Yabancı dil öğretimi tüm uygar uluslarda olduğu gibi, yabancı dil dersleri ile yapılmalıdır. Yabancı dil öğreniminde görsel ve işitsel öğrenme teknikleri ile yabancı dil öğrenilmelidir. Bu yöntemi baskıcı bir unsur olarak uygulamayan ve ilköğretimden itibaren ulusun varlığına korumak içgüdüsü gereği yurttaşlarına eğitim sisteminde ulusal çıkarımların gerekliliğini anlatan uluslar yabancı dil öğrenimde de başarılı olmaktadır. Buradan şunu çıkarmalıyız ki, sorun yabancı dil öğretim tekniğinin yetersiz olduğunda değil, yabancı dil öğreniminin gerekli olduğunu öğrencilerine aşılayamayan milli eğitim sistemindedir.
7) SONUÇ
Yabancı dille öğretimin uzun vadede toplumları büyük zararlara ve bozulmalara uğrattığını tarih bize söylüyor. Avrupa kavimlerinden birisi olan “Kelt kavminin” Romalılar tarafından tarih sahnesinden silinmesinde yabancı dille öğretim yönteminin etkisi olmuştur. Keltler, yabancı dil öğretim sistemi ile önce aşağılık duygusuna kapılmış ve sonrasında benliklerini yitirmişlerdir.

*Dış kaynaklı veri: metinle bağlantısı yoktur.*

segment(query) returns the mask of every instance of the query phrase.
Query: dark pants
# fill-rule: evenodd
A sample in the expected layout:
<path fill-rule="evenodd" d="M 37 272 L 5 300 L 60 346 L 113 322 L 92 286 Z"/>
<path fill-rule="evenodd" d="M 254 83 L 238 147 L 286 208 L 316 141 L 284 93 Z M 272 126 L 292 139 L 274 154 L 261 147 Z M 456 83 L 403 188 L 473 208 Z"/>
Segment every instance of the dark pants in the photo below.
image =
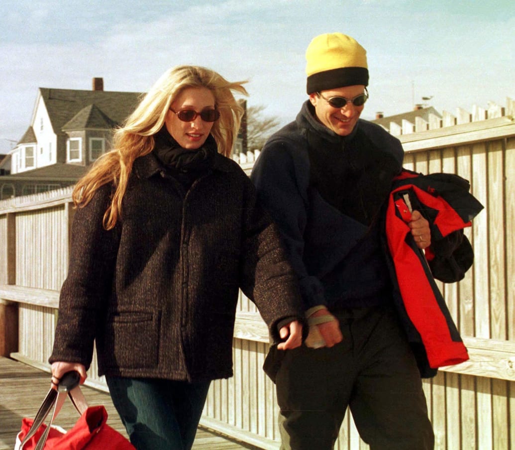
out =
<path fill-rule="evenodd" d="M 189 450 L 210 382 L 106 377 L 113 403 L 138 450 Z"/>
<path fill-rule="evenodd" d="M 343 342 L 284 352 L 276 378 L 282 448 L 332 448 L 348 406 L 371 450 L 433 448 L 420 374 L 394 313 L 335 315 Z"/>

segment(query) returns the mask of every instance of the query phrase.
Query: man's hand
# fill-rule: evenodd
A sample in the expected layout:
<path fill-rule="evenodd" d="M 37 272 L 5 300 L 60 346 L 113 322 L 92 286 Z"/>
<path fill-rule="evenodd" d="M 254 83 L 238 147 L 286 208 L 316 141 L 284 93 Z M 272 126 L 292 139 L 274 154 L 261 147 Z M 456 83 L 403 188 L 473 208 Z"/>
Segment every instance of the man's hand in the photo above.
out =
<path fill-rule="evenodd" d="M 431 231 L 429 222 L 418 211 L 411 213 L 411 218 L 408 222 L 408 226 L 411 229 L 417 246 L 423 250 L 431 245 Z"/>
<path fill-rule="evenodd" d="M 290 322 L 279 330 L 279 336 L 281 339 L 286 339 L 277 346 L 279 350 L 291 350 L 300 347 L 302 343 L 302 324 L 298 320 Z"/>
<path fill-rule="evenodd" d="M 319 332 L 324 340 L 325 345 L 320 346 L 332 347 L 339 342 L 341 342 L 344 340 L 344 337 L 340 330 L 340 323 L 338 322 L 338 319 L 334 315 L 332 315 L 327 309 L 323 308 L 322 309 L 319 309 L 316 312 L 314 312 L 308 318 L 308 320 L 310 319 L 314 319 L 324 315 L 332 316 L 333 320 L 325 322 L 323 323 L 318 324 L 318 325 L 313 325 L 311 326 L 316 327 L 318 328 Z"/>

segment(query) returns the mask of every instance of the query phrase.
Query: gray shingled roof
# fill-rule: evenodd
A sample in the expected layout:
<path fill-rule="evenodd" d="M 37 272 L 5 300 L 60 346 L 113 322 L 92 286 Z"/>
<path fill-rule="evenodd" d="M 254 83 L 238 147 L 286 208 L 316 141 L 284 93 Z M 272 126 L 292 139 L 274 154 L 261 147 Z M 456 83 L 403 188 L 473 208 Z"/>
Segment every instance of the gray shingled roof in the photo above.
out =
<path fill-rule="evenodd" d="M 31 126 L 29 127 L 25 131 L 25 134 L 22 136 L 22 139 L 18 142 L 19 144 L 32 144 L 37 142 L 36 138 L 36 135 L 34 134 L 34 129 Z"/>
<path fill-rule="evenodd" d="M 76 181 L 84 175 L 90 167 L 58 162 L 45 167 L 20 173 L 4 175 L 2 180 L 30 179 L 34 181 Z"/>
<path fill-rule="evenodd" d="M 441 115 L 432 106 L 428 108 L 423 108 L 421 109 L 417 109 L 414 111 L 410 111 L 409 112 L 404 112 L 402 114 L 397 114 L 395 115 L 390 115 L 388 117 L 383 117 L 381 119 L 376 119 L 370 122 L 380 125 L 381 126 L 388 129 L 390 128 L 390 122 L 394 122 L 400 126 L 402 126 L 402 121 L 407 120 L 408 122 L 414 124 L 415 118 L 417 117 L 421 118 L 426 122 L 429 122 L 429 114 L 434 114 L 437 117 L 441 118 Z"/>
<path fill-rule="evenodd" d="M 63 131 L 92 129 L 111 129 L 117 124 L 111 120 L 96 105 L 89 105 L 80 110 L 64 125 Z"/>
<path fill-rule="evenodd" d="M 140 92 L 86 91 L 40 88 L 54 132 L 60 134 L 86 107 L 94 105 L 112 123 L 121 124 L 135 108 Z"/>

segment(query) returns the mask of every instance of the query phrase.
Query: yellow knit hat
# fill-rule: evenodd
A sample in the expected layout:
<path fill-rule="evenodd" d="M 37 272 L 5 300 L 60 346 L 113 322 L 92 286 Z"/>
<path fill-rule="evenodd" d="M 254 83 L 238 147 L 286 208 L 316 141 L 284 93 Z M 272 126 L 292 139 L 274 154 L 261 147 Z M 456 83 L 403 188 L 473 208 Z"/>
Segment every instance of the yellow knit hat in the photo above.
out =
<path fill-rule="evenodd" d="M 308 94 L 354 85 L 368 85 L 367 52 L 341 33 L 314 38 L 306 50 Z"/>

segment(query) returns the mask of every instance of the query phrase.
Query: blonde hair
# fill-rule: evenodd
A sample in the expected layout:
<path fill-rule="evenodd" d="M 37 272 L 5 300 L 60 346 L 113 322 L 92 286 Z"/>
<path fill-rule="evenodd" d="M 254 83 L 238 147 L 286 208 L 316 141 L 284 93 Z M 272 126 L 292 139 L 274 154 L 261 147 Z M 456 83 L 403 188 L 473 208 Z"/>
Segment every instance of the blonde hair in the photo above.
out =
<path fill-rule="evenodd" d="M 153 135 L 163 127 L 170 105 L 188 88 L 206 88 L 212 92 L 220 118 L 214 123 L 211 134 L 218 152 L 230 157 L 244 113 L 232 91 L 247 95 L 242 86 L 245 82 L 231 82 L 214 71 L 198 66 L 181 65 L 167 70 L 125 124 L 115 131 L 113 149 L 99 158 L 77 182 L 72 194 L 75 206 L 85 206 L 99 188 L 113 182 L 116 189 L 104 214 L 103 223 L 106 229 L 114 227 L 121 215 L 122 201 L 134 160 L 152 151 Z"/>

Dünya’da sömürge olmayan hiçbir ulusun uygulamadığı bu sistemle milletimiz büyük bir tehdit altındadır. Bu yüzden bir an önce bu sistemi terk ederek; yeniden tam bağımsız, başı dik ve onurlu bir Türkiye’nin oluşmasına katkı sağlayarak, bu topraklarda mutlu bireylerin toplumunu oluşturmalıyız.